5 All-New, All-Different Marvel Titles We're Most Excited to Read
So, we’re potentially just days away from news on how Warner Bros. plans to exploit DC Comics for all its worth, with a fuller version of those plans – or, at least, a spreadsheet – to follow next month. But I have to ask: Am I the only person who wonders if it’s too little, too late, to actually succeed?
Don’t get me wrong; In the DC/Marvel cold war that is comics, I’m much closer to the Superman/Batman camp than the opposition (Really, I’d rather call myself a conscientious objector, but that run of Paul Levitz’s Legion might disagree), but the fact remains that Marvel, for better or worse, pretty much own the superhero movie market for most mainstream moviegoers these days – Yes, Batman seems to contradict that, but Batman, in so many ways, is a freak occurrence, and shouldn’t necessarily be looked at as a signpost for the success of other DC superheroes who haven’t owned the pop cultural zeitgeist on at least two separated-by-decades occasions – and, now that they have the might of Disney behind them, are probably about to hold onto that title for a long, long time to come.
It’s not just that Disney is very good at moving into and, from that point onwards, dominating particular markets that it sets its sights on (And with the Marvel IP, now they finally have material to do that in their longtime weak spot, teen boys), although that really counts for a lot, in my book. More, it’s that Marvel has spent a lot of time, money, internet presence and bad movies (Hi there, Hulk) teaching the world that, if you’re thinking “superheroes” that aren’t any of these annoying post-modern things like Kick-Ass or Super or Hancock, then you’re thinking “Marvel” – or, perhaps, Pixar but they’re Disney too and that was a one-off so that’s alright. Somehow – and, really, I’m still not entirely sure how they actually managed this – Marvel has managed to sell the audience on not just Iron Man, but the idea that all the other movies leading up to The Avengers are essential parts of the Iron Man story.
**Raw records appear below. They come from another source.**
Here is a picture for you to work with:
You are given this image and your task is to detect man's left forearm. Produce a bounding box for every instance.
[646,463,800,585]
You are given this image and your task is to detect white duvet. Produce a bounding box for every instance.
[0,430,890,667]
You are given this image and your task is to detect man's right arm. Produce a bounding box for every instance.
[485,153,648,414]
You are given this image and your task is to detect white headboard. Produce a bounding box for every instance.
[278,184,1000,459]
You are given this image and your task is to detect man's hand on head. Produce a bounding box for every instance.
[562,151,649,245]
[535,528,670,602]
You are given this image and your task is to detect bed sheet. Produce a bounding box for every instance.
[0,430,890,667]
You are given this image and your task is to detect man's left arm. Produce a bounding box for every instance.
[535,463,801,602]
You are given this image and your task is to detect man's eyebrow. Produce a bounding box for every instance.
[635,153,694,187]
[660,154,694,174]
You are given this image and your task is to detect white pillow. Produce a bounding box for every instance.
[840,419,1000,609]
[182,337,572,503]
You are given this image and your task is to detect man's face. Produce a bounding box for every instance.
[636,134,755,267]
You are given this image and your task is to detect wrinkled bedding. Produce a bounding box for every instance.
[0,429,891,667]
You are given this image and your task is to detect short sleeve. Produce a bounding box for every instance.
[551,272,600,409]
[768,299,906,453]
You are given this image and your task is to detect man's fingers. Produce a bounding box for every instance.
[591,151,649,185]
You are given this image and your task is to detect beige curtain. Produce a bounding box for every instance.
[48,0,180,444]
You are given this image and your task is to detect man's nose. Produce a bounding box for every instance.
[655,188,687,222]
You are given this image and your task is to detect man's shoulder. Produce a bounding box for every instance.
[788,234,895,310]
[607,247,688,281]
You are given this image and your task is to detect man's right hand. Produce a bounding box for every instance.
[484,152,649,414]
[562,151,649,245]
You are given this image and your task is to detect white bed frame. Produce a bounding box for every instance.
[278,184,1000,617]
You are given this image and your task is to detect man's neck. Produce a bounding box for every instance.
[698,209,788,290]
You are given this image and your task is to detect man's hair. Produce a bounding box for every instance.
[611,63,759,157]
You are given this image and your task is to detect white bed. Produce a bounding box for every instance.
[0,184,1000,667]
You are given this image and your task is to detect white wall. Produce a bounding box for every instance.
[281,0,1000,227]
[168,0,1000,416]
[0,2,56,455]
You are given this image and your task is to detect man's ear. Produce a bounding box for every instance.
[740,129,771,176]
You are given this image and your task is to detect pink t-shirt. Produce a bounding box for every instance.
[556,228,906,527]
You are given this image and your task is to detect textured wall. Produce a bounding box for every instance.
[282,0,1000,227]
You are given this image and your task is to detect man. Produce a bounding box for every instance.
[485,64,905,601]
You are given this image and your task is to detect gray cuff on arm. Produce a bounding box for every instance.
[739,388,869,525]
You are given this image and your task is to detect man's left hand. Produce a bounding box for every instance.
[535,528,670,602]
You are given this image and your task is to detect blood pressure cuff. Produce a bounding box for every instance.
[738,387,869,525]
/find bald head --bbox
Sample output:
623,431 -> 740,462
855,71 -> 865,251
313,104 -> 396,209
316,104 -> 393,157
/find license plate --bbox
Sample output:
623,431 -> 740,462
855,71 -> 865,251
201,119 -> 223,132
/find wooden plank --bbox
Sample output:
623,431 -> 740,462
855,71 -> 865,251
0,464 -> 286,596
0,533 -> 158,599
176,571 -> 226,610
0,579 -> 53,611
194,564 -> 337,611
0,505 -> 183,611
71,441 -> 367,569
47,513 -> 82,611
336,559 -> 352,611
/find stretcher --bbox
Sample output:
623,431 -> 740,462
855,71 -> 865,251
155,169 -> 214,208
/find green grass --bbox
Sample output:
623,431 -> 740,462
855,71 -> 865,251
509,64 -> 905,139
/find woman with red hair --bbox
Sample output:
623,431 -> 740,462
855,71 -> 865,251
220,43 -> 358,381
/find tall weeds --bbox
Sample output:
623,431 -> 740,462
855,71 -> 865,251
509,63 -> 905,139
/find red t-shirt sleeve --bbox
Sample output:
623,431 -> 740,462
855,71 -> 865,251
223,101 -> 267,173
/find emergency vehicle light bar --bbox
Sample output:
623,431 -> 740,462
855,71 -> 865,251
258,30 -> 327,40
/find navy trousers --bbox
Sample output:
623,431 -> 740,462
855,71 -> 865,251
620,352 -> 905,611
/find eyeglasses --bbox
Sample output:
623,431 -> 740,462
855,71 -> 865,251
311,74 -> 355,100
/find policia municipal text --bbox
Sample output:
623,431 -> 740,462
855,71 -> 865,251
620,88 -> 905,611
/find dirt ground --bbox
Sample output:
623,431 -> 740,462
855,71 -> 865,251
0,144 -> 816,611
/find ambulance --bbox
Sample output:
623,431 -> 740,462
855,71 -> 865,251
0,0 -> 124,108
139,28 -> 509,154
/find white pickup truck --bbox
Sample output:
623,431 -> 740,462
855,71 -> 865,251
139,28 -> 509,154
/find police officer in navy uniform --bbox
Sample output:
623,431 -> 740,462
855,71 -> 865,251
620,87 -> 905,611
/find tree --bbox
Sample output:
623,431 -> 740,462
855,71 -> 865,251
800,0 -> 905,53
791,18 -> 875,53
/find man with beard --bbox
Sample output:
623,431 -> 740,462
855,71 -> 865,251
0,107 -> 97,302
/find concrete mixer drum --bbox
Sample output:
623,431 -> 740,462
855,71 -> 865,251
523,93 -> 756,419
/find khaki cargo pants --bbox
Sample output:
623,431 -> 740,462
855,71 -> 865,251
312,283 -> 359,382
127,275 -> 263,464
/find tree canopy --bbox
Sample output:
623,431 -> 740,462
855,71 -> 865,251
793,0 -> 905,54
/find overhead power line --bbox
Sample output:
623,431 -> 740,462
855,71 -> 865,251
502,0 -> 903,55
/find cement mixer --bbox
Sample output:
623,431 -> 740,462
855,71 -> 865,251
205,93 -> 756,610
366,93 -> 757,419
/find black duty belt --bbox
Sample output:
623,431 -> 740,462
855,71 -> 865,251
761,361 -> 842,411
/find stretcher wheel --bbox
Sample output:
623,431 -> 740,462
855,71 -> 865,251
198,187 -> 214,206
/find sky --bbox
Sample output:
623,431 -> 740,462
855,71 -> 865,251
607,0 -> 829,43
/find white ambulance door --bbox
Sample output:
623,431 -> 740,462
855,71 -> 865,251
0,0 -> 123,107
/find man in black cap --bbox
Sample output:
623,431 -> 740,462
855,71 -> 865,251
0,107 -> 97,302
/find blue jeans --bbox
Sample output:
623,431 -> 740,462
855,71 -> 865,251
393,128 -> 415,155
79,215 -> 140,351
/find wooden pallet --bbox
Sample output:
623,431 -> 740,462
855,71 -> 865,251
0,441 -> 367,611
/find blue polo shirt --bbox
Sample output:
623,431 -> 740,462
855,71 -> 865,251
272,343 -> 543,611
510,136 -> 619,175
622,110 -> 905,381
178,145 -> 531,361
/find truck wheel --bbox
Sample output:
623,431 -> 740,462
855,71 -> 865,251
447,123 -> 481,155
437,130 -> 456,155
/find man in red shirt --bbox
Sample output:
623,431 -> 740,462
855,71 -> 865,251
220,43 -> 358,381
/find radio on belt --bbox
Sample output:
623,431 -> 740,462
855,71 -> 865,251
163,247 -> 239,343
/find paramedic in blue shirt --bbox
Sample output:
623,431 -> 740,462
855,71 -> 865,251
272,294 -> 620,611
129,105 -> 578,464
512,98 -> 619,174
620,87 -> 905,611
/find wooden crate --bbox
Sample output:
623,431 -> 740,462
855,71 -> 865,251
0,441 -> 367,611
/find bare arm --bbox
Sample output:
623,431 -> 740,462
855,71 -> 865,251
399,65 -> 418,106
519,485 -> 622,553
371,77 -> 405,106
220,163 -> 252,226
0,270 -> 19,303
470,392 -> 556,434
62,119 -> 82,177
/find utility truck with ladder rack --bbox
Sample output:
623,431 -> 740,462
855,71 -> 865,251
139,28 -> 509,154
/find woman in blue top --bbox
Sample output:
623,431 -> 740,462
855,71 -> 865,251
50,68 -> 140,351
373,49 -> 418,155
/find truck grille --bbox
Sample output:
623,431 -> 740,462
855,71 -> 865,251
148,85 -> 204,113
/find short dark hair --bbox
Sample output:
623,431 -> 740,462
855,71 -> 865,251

Instead of selling Iron Man, they’ve managed to sell Marvel Universe, to the point where fans are excitedly awaiting Thor and Captain America despite the fact that none of the same creators are working on them: The shared universe becomes what’s important. So, why can’t DC do that?
Well, for one thing, because they’re not the first to do it. Newness – or, in this case, the illusion of newness – is important, and it can be better to avoid something than be the second people to try it, in many cases. More importantly, audiences have already bought into one shared superhero universe – will they be willing to do so for another? More cynically, will non-comic-reading audiences really be able to tell that Green Lantern, The Flash and whatever other DCU movies are coming out aren’t part of Marvel’s plans?
There’s definitely money being left on the table for Warners, insofar as the potential licensing of DC Comics’ characters and IP goes – If nothing else, outside of movies or television, there’s got to be room for exploiting the pop cultural iconography of Superman, Batman and Wonder Woman in all manner of merchandise that we haven’t seen, surely? – but then it comes to building an empire based on multiple movies about the superheroes? Marvel’s already there, and there might not be any space left for another big player.